Their reservation is in southwestern Utah, with various areas in different counties. The Cedar, Indian Peaks, and Paiute Indian bands live on 2,922 acres in Iron County; the Kanosh Band live on 1,342 acres in Millard County; the Koosharem Band have 1,274 acres in Sevier County; and the Shivwits Band have 28, 229 acres, the largest area, in Washington County. Their tribal membership is currently around 800, although their numbers were in the thousands in the past.
Prior to contact with Europeans, the Paiutes’ area included land from southern California, to Nevada, to Utah, and northern Arizona. They moved frequently, according to seasons and migrations patterns, and living in groups of 3-5 households.
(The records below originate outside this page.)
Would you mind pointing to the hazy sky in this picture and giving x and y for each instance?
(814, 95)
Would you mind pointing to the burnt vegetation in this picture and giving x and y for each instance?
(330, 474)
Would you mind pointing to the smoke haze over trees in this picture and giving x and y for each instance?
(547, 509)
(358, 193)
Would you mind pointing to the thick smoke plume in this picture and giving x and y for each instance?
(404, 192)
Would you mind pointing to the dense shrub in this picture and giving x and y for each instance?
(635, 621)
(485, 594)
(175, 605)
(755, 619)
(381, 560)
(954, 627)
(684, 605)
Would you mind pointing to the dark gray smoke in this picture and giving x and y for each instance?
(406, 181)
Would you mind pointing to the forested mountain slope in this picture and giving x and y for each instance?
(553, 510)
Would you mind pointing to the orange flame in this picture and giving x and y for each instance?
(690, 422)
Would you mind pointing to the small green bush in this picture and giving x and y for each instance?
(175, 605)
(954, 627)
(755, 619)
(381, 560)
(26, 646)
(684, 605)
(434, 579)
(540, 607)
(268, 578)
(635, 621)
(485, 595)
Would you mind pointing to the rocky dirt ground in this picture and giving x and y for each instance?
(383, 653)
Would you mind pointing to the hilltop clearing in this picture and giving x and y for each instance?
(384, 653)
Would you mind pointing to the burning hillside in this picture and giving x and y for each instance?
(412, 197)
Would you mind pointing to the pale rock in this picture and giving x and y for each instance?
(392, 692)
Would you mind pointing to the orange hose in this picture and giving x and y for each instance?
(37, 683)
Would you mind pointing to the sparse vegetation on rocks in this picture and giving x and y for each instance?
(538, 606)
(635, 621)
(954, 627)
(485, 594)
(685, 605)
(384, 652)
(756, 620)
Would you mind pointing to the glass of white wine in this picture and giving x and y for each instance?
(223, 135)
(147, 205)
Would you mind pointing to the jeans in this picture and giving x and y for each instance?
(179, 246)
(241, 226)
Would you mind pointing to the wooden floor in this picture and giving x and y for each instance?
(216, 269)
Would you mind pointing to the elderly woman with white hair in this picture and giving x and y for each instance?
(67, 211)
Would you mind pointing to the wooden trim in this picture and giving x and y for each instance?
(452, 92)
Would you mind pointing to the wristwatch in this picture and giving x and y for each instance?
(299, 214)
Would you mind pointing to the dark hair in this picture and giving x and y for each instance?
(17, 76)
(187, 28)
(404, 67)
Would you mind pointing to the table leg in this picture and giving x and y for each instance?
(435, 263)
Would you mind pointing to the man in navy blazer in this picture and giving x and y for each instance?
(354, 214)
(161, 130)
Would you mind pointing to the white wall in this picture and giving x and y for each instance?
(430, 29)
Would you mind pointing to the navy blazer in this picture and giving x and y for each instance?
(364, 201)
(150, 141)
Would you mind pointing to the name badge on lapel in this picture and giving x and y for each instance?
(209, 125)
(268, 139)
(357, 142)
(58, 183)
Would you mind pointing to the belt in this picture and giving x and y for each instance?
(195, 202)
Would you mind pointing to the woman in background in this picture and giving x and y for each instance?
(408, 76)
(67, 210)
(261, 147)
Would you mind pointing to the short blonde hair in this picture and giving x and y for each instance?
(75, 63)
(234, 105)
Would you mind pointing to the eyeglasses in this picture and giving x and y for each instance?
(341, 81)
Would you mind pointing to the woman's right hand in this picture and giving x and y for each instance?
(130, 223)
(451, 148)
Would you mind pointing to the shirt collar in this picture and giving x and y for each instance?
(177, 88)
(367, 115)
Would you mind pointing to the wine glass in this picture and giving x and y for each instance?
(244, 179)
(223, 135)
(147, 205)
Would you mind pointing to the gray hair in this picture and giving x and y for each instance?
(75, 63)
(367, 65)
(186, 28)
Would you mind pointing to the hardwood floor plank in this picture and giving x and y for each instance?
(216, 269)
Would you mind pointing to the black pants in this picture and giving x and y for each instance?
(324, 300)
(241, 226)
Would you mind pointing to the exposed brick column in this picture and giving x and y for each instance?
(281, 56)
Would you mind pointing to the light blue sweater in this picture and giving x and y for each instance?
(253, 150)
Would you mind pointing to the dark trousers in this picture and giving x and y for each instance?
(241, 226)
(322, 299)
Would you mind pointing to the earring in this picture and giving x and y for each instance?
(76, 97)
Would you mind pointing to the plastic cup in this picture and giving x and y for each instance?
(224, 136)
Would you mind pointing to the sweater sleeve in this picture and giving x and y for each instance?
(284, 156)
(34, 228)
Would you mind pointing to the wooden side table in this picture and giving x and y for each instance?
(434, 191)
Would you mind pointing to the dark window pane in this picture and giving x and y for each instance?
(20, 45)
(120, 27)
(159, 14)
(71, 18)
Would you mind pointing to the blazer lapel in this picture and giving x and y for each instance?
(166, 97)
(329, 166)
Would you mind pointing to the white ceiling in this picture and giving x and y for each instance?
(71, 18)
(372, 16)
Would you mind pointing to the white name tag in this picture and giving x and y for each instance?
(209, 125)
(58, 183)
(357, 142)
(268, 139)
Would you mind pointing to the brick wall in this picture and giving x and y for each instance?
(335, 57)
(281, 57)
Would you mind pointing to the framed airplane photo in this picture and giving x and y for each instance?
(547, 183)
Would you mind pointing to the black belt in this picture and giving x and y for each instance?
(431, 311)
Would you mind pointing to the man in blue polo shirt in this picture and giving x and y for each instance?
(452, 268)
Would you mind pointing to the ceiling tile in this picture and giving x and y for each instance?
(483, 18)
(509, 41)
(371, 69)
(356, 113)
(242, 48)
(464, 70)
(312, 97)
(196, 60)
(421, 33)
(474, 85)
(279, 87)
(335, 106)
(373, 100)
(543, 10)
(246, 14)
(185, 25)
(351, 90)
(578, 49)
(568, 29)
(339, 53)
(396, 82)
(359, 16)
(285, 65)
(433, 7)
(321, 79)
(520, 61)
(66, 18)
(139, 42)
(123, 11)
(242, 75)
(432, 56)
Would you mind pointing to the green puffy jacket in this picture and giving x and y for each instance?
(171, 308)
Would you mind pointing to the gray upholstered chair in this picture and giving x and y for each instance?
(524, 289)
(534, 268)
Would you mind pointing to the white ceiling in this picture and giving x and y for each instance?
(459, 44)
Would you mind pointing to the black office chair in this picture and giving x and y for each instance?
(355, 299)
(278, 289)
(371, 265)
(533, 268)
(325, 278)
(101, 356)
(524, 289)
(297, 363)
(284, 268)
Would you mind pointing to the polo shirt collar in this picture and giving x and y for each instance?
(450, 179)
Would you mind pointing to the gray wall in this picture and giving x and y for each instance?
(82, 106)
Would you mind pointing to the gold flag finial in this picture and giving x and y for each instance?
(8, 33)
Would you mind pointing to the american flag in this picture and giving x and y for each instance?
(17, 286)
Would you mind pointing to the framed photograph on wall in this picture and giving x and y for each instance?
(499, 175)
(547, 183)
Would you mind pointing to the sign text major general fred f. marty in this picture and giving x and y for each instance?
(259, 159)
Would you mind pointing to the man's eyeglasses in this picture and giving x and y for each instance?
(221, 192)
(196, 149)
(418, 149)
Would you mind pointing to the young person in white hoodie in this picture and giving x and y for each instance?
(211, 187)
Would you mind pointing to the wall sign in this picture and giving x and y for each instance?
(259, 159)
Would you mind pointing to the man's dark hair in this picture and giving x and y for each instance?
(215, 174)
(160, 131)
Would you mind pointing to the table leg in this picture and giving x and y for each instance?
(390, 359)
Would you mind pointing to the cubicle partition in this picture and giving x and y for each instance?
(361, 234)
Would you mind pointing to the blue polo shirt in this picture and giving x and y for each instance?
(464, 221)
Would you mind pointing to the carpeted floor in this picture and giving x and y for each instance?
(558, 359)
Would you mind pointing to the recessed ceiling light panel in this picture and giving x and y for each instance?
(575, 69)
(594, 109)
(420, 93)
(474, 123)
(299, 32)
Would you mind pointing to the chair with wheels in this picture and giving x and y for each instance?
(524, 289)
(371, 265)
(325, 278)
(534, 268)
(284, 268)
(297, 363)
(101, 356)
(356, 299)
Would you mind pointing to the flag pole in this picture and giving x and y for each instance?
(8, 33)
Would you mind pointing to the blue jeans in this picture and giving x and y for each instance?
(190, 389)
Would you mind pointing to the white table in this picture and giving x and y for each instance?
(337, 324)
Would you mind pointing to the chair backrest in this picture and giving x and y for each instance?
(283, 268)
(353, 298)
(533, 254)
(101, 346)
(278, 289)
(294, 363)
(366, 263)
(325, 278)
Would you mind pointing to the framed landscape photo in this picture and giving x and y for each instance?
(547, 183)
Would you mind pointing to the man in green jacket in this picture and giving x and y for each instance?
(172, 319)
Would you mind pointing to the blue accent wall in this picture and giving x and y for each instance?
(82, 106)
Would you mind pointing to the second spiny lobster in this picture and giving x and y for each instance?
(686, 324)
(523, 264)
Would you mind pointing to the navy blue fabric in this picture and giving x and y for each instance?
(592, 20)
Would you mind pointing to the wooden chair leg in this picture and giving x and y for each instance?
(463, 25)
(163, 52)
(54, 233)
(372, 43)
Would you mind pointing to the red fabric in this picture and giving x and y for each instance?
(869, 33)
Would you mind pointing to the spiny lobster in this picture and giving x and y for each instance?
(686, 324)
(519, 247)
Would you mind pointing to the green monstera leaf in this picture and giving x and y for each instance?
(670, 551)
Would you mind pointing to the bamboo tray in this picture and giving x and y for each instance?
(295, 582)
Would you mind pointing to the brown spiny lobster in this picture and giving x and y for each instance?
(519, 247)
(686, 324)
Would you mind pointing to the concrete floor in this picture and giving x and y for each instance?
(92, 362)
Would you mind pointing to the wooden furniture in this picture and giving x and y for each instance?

Before 1954, each band, except the Cedar Band, had its own reservation, however in that year a law passed that ended federal responsibility over the tribes, meaning that the bands would not receive federal support. After this detrimental change, an absence of adequate health resources caused almost half of their members to die, and inadequate income caused them to lose thousands of acres of land.This policy was changed by President Nixon in 1970, and eventually the bands were reorganized into their current tribe.